Ben Peek (benpeek) wrote,
Ben Peek

  • Music:

Touch of Evil.

on the weekend, i found a copy of orson welles' restored version of touch of evil.

i like this film. the fact that charlton heston is playing a mexican, a legitimate problem for some other people, has never bothered me. i think it adds something to the theme of the film: a mexican man, married to a white woman and, in the content of the film, more of a white man than the mexican gang he encounters. there's a sense that, no matter how much heston's character speaks about the mexican people, and doing what is right for them, and furthering their cause, that he, like his pristine blonde wife (janet leigh), is no longer really part of the mexican world. most certainly, he is not part of the world living on the border, where corruption finds and easy foothold, and orson welles, limping, emotionally scarred, and racist to his core, holds sway.

welles' hank quinlan is the centre of the film, and his relationship with his partner the tragedy. people might argue it--certainly you could, but for me, it's welles portrayal of a cop, who, outside his racism, is actually a likeable, oddly charming man. but that racism, that 'touch of evil' as it would be, is hooked deeply into quinlan, and it allows him to turn a blind eye to his moral compromises and even allows him to justify it. if not for heston's character appearing to confront welles, it's entirely possible that quinlan could have continued until his retirement.

in interviews, welles has said that quinlan is a character that is not meant to be sympathised with. if i remember correctly, he said he was totally reprehensible. but it's to welles credit that you never feel this as you watch touch of evil. there are moments, when quinlan is drunk, and talking about his dead wife, that the viewer can have sympathy for him. and, welles' own charm shines through the bulky form, infusing quinlan with a likable gruffness, and a complexity. as his partner says, "i'm an honest cop--who do you think made me that way?

hank quinlan."

essentially, welles' portrayal is not of a man who is steaming, ragging, full tilt evil. he doesn't froth at the mouth like, say, alan rickman whenever he plays evil. quinlan doesn't limp around and murder puppies, or sit there and talk about dominating the world, or even, keeping those mexican boys down. but his racism works throughout his character, just as, for heston's character, justice works through his, even if he is neglectful of his wife throughout the majority of the film. but therein lays the beauty of welles films: the moral ambiguity, the lack of a absolute right and wrong, of light and dark.

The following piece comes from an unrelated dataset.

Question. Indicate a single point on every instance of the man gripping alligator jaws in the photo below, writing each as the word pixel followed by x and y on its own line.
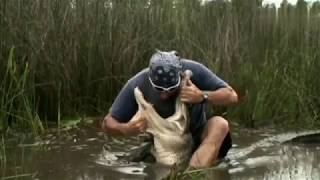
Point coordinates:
pixel 161 85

of course, the restored version of touch of evil has a fine rhythm and visual pattern too it. it's hard to fault that opening scene or, in my mind, the beautiful final scenes, where friends confront each other, followed by marlene deitrich appearence. her words, just about the final lines of the film, remain one of my all time favourite pieces of dialogue:

"he was some kind of man... what does it matter what you say about people?"